Monsieur Henri DJOMBO, Ministre congolais de l’Economie Forestière et du Développement Durable

Interview

Henri DJOMBO,   Ministre congolais de l’Economie Forestière et du Développement Durable, nous parle de la mission accomplie par le Congo au nom de l’Afrique,  lors des négociations du sommet de  Rio+20, tenu en juin dernier au Brésil.

 

Afrique Environnement Plus : Le Congo a conduit les négociations africaines lors du sommet de Rio qui s’est tenu au Brésil en juin dernier. Deux mois après ce sommet, quel bilan pouvez- vous nous présenter au nom de  l’Afrique ?

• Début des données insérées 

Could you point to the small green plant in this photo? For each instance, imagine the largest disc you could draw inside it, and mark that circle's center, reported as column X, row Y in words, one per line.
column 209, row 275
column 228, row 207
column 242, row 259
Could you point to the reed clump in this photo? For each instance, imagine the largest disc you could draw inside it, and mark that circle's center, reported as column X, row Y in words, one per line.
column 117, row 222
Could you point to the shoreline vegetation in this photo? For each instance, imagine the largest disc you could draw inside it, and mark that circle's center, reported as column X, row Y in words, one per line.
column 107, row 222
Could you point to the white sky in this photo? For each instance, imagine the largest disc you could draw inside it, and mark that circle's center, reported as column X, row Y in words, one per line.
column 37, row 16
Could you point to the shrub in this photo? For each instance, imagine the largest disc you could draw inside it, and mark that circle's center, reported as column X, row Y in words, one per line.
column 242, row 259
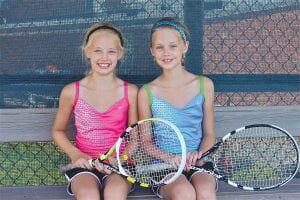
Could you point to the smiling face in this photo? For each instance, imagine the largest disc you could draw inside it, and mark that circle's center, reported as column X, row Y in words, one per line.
column 168, row 47
column 104, row 51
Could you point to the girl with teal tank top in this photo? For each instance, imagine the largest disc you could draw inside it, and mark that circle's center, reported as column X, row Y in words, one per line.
column 185, row 99
column 191, row 112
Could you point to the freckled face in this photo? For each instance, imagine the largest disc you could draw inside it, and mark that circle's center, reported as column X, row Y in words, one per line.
column 168, row 47
column 104, row 51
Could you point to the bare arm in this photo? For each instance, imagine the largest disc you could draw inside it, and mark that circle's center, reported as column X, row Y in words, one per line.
column 208, row 116
column 132, row 111
column 60, row 127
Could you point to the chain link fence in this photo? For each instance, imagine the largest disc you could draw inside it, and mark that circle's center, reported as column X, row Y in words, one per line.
column 254, row 42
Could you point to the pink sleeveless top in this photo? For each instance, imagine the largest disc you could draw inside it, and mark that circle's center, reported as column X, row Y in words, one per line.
column 97, row 131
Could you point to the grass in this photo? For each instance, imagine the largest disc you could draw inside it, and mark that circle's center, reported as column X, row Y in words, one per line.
column 31, row 163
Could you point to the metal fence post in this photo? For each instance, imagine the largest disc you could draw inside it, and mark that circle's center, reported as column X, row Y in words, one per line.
column 193, row 19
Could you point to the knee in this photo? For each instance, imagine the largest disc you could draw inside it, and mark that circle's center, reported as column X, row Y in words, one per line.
column 206, row 194
column 87, row 193
column 184, row 192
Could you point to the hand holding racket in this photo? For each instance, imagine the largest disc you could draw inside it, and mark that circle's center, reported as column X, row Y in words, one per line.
column 254, row 157
column 144, row 157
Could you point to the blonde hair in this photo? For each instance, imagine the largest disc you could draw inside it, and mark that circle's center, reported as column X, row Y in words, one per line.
column 169, row 22
column 97, row 27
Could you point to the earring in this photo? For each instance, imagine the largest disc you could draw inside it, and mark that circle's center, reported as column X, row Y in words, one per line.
column 182, row 59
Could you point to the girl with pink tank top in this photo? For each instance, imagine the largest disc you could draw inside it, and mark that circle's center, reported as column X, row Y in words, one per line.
column 103, row 106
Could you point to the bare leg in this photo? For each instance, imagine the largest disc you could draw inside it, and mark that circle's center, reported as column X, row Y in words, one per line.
column 181, row 189
column 116, row 187
column 205, row 186
column 85, row 186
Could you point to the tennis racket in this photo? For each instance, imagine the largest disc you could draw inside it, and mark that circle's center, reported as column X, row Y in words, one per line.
column 149, row 152
column 254, row 157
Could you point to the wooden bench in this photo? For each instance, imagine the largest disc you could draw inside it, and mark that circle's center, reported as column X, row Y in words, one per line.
column 25, row 125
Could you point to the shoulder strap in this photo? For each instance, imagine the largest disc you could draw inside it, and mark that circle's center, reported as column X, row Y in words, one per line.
column 201, row 82
column 76, row 93
column 149, row 92
column 126, row 89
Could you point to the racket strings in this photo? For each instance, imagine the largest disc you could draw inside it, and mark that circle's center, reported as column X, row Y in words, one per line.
column 260, row 156
column 151, row 151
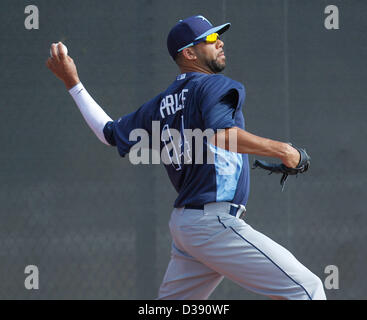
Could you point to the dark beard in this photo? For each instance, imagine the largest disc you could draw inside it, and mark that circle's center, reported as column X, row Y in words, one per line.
column 215, row 66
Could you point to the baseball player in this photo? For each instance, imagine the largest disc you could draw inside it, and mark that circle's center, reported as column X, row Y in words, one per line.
column 211, row 240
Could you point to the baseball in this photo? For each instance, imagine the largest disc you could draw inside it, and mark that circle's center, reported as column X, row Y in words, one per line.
column 57, row 49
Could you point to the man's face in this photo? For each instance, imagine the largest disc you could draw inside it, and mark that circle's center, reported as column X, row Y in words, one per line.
column 211, row 55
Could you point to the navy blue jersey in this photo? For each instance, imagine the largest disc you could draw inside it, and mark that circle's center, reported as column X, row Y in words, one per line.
column 194, row 101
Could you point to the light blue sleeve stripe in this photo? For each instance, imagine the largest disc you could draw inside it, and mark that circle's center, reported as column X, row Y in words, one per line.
column 228, row 166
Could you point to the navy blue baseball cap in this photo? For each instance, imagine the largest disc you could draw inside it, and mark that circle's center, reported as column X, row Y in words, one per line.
column 187, row 31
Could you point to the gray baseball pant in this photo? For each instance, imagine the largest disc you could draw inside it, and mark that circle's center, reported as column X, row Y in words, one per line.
column 211, row 244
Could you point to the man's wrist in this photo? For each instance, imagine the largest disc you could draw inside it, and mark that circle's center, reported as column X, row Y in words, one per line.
column 71, row 83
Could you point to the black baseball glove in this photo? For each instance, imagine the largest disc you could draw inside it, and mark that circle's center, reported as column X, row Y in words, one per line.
column 303, row 165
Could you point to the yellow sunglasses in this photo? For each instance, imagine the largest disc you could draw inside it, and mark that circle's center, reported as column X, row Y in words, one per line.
column 211, row 38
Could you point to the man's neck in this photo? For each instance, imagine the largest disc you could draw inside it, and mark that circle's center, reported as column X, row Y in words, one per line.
column 200, row 69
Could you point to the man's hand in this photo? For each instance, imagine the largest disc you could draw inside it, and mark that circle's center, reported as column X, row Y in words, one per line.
column 292, row 157
column 63, row 66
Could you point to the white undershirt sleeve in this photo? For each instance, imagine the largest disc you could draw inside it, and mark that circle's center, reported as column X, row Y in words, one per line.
column 93, row 114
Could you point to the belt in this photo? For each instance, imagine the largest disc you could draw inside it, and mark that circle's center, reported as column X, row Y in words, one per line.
column 236, row 210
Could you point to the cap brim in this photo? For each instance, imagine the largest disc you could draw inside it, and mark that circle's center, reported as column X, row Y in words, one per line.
column 220, row 29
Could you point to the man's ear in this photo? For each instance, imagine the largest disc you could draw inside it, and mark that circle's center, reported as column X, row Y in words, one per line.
column 189, row 54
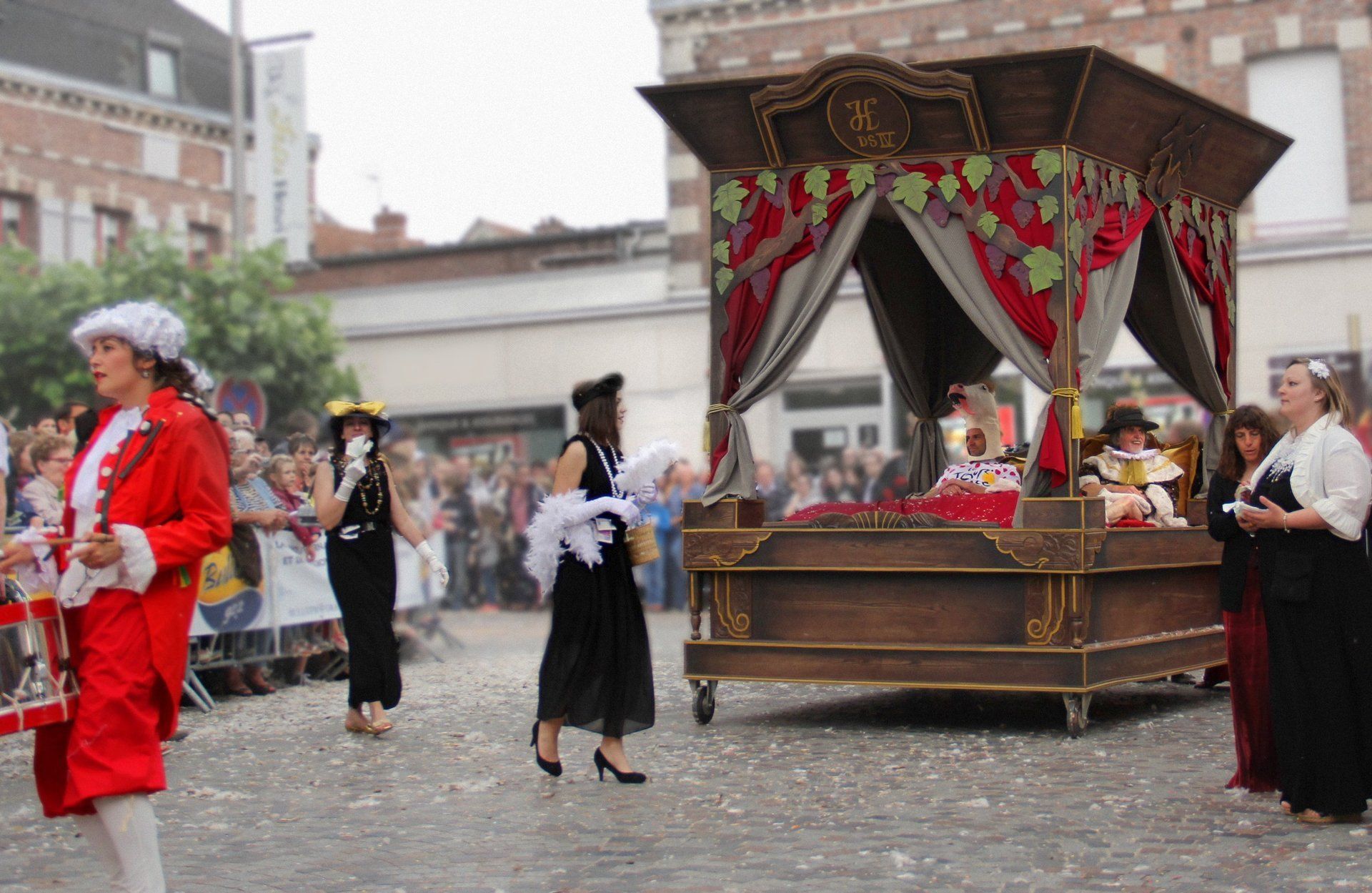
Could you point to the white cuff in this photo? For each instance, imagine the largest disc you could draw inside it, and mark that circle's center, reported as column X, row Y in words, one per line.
column 137, row 567
column 1343, row 524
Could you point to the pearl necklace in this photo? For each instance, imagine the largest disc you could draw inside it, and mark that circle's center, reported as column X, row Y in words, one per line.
column 614, row 488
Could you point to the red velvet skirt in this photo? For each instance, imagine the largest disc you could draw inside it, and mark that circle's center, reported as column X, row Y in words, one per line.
column 1251, row 696
column 110, row 746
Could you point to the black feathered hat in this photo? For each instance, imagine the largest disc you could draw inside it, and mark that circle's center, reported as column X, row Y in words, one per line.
column 610, row 385
column 1121, row 418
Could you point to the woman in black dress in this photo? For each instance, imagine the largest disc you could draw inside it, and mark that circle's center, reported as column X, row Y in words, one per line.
column 596, row 673
column 1308, row 509
column 1248, row 439
column 356, row 500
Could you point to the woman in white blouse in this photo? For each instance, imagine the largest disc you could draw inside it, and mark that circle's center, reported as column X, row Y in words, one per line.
column 1308, row 510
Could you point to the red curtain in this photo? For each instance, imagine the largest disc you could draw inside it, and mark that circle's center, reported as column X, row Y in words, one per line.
column 1195, row 258
column 748, row 303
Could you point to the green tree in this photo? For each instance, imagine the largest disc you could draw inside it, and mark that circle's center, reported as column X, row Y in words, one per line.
column 238, row 322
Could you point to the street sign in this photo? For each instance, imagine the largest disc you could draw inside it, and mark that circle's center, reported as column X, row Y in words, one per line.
column 242, row 395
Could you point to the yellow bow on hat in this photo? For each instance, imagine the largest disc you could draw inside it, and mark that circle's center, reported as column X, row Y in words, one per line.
column 343, row 408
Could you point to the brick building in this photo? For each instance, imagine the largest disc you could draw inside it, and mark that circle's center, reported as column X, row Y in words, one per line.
column 1301, row 67
column 475, row 345
column 114, row 117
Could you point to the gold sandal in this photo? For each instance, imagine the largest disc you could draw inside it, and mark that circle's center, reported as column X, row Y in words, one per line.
column 1311, row 816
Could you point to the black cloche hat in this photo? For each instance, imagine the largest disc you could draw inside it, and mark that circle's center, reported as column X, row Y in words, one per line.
column 610, row 385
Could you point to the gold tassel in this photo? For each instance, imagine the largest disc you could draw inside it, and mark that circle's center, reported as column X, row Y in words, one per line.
column 1075, row 395
column 714, row 408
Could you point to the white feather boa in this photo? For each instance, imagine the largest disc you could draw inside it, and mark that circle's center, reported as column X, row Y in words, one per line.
column 645, row 467
column 553, row 531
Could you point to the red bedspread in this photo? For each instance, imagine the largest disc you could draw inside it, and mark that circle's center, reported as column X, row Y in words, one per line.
column 996, row 508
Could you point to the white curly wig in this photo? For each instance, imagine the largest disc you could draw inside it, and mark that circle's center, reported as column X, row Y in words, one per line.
column 146, row 325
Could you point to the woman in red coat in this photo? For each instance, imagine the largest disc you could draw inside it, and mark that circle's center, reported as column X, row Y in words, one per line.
column 147, row 500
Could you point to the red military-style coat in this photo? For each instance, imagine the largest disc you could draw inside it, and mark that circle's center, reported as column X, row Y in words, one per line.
column 171, row 479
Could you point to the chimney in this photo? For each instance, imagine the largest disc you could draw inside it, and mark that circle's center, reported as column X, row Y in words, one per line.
column 390, row 230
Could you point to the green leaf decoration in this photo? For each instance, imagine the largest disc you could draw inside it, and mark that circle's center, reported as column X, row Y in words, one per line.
column 817, row 182
column 1047, row 209
column 729, row 201
column 948, row 185
column 860, row 177
column 1131, row 189
column 976, row 170
column 911, row 191
column 1075, row 236
column 1045, row 268
column 1048, row 164
column 1176, row 216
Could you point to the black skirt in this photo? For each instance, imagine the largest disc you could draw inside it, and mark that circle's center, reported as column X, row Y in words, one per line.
column 362, row 575
column 1318, row 597
column 597, row 673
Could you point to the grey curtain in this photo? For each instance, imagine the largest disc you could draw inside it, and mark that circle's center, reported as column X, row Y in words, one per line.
column 950, row 254
column 1170, row 322
column 799, row 305
column 929, row 343
column 1109, row 290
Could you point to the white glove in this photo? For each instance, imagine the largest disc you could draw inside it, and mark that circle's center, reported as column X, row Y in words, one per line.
column 623, row 508
column 626, row 509
column 356, row 470
column 435, row 566
column 645, row 494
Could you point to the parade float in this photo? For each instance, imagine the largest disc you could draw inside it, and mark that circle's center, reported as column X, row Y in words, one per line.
column 1017, row 207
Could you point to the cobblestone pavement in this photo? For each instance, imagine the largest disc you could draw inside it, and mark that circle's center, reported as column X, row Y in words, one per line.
column 792, row 788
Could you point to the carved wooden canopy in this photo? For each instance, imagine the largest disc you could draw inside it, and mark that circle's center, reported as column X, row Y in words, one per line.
column 866, row 106
column 860, row 107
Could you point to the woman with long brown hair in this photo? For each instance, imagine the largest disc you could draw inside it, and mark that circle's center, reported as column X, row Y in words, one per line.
column 1248, row 439
column 1308, row 510
column 146, row 501
column 596, row 673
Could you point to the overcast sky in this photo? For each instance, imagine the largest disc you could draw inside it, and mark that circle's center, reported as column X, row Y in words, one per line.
column 511, row 110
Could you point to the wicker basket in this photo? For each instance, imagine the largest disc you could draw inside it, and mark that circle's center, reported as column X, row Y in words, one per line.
column 642, row 545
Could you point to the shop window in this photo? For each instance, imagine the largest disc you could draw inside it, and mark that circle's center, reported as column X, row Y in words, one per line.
column 14, row 219
column 164, row 71
column 204, row 243
column 1306, row 192
column 111, row 232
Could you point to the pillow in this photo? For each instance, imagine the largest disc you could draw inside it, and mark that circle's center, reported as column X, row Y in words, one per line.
column 1185, row 455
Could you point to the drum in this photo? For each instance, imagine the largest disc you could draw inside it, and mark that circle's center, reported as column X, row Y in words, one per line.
column 36, row 686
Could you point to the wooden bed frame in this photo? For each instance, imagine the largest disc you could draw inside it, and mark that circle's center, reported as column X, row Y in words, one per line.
column 1057, row 604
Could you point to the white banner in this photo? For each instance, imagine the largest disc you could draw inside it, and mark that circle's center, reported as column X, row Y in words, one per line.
column 282, row 154
column 295, row 590
column 414, row 586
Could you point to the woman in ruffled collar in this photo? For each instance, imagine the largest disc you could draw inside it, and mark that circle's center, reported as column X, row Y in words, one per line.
column 1138, row 483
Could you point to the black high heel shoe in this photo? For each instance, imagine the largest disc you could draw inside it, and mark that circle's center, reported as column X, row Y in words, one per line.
column 623, row 778
column 552, row 767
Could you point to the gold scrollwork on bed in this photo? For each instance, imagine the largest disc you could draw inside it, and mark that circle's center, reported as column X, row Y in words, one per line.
column 1050, row 551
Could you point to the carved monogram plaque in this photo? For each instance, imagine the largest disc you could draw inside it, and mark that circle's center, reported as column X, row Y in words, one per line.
column 869, row 118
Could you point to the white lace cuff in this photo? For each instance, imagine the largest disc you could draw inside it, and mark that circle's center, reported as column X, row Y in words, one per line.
column 137, row 567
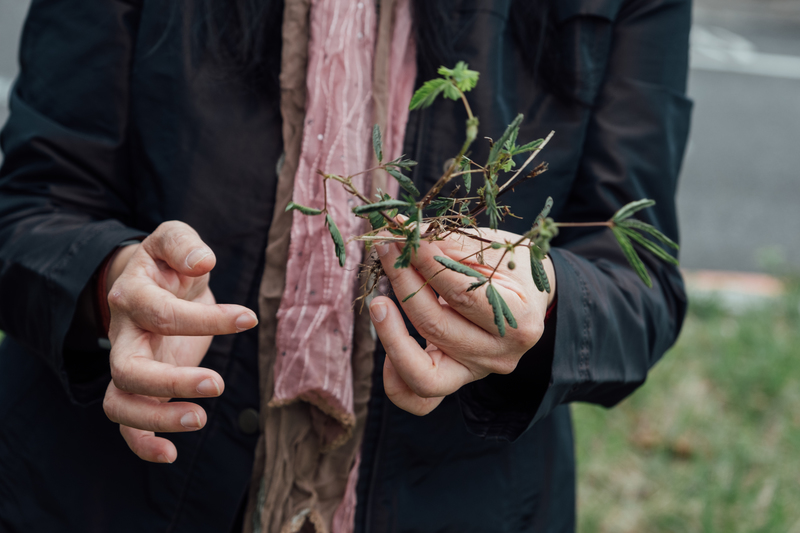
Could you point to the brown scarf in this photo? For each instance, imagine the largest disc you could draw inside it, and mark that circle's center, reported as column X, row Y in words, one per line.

Henri DJOMBO : Deux mois après Rio +2O, nous en sommes aux leçons tirées de ce sommet. Ce que l’Afrique en a obtenu, ce qui reste à faire pour que les questions laissées en suspens à Rio puissent aboutir à travers les mécanismes qui ont été arrêtés par la conférence elle-même, notamment à travers l’assemblée générale des Nations Unies. En ce qui concerne l’Afrique, nous avons également regardé ce qu’elle devrait pouvoir faire pour la suite des négociations.                    La conférence des ministres africains réunis à Arusha a décidé que l’Afrique fasse corps et puisse continuer à négocier sur ces questions dans les commissions spécialisées qui seront mises en place par l’assemblée générale des Nations Unies, afin qu’elle contribue, en parlant d’une  même voix, aux conclusions heureuses de ces questions. Et aujourd’hui, les africains estiment que le Congo qui avait  coordonné politiquement le groupe des pays de notre continent dans le cadre des négociations de Rio +2O et qui a réussi sa mission, devrait pouvoir continuer à assurer cette coordination pour conduire les africains dans les discussions futures à New York, et après New York. En plus, au niveau africain, nous devons prendre des dispositions pour que les questions liées au développement durable, à la transition vers l’économie verte, les questions liées au changement climatique, à la gestion des ressources naturelles …, toutes ces questions puissent être poursuivies au niveau continental, à travers l’Union Africaine, au niveau des organisations d’intégration régionale. Puis, au niveau national, nous devons élaborer des stratégies et politiques de développement durable,  mettre dans les priorités nationales l’économie verte comme une voie pour aller au développement durable de l’Afrique.

Afrique Environnement Plus : Le Congo avait aussi pour mission de conduire les négociations en vue la signature d’un accord sur le projet des trois bassins forestiers lors de ce sommet. Mais, on a pu noter un blocus dans les échanges, notamment avec le Brésil. Qu’en est- il de ce dossier ?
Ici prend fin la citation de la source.